Although President Zelensky has called not to incite religious hostility during the war, the Deputies who authored the bills “deliberately make false statements against the Ukrainian Orthodox Church, trying to mislead the People’s Deputies and Ukrainian society.”
“These bills see a continuation of the religious policy of the Poroshenko era, which is one of the reasons for the terrible times that we are now experiencing, because a ban on the activities of the multi-million-strong Ukrainian Orthodox Church can’t but affect our state,” the statement continues.
And, as the Church has continuously pointed out, its religious center is located in Kiev, registered in accordance with Ukrainian legislation. This is why attempts to forcefully rename and ban the UOC have failed thus far—because it has no legal connection to the Moscow Patriarchate.
As he has always done, His Beatitude Metropolitan Onuphry of Kiev and All Ukraine has called on all the faithful to defend the state and its territorial integrity, and the people have stood united against Russia from the first days of the war, the Church recalls.
“But as we can see today, they’re trying to break this unity by provoking disputes on political, linguistic, and religious grounds. After all, due to the inability to win battles, the invaders are attempting sabotage through such bills in order to split Ukrainian society and weaken our state.”
Thus, the UOC Legal Department declares that the relevant bills are illegal, violate religious freedom, and will in no case contribute to national security or the sovereignty and territorial integrity of Ukraine, but will, on the contrary, “open a religious front on the peaceful territory of Ukraine and divide our country on religious grounds.”
Likewise, there are those in the Ukrainian government who understand that these bills are problematic. Commenting on the draft laws, presidential advisor Mykhailo Podolyak notes that the UOC has a different position than the Russian Orthodox Church on the war.
As the UOC Legal Department said, such bills will only split Ukraine at a time when it needs unity, the advisor added.
Conversely, Alexander Drabinko, one of the two hierarchs who left the Orthodox Church to join the OCU at the so-called “unification council” in December 2018, says now is an appropriate time to talk about banning the Ukrainian Orthodox Church.
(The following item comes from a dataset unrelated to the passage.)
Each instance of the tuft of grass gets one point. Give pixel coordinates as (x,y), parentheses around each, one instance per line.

“The history of Ukraine knows similar situations—the ban on the Communist Party and Soviet symbols,” Drabinko says.
The UOC needs to call a council and demand its independence from the Moscow Patriarchate, he continues. Such a call has been heard even from within several dioceses of the canonical Church, but at the same time, hierarchs such as His Eminence Metropolitan Anthony of Boryspil and Brovary, the Chancellor of the UOC, believe such monumental decisions mustn’t be made in times of great emotion.
Parliamentary Deputies can vote for these laws without remorse, Drabinko says, because they wouldn’t be voting against the UOC, but only reducing the numbers of the Russian Church, “whose leadership blessed the destruction of our Ukrainian people.”
And Evstraty Zorya, the speaker of the schismatic OCU, whose social media presence is mainly devoted to attacking the Orthodox Church, argues that the canonical Church is to blame for such bills because of its “stubborn lack of communication.”
Furthermore, he argues that the bills are actually aimed at protecting the faithful of the UOC from becoming tools of Russian aggression in Ukraine.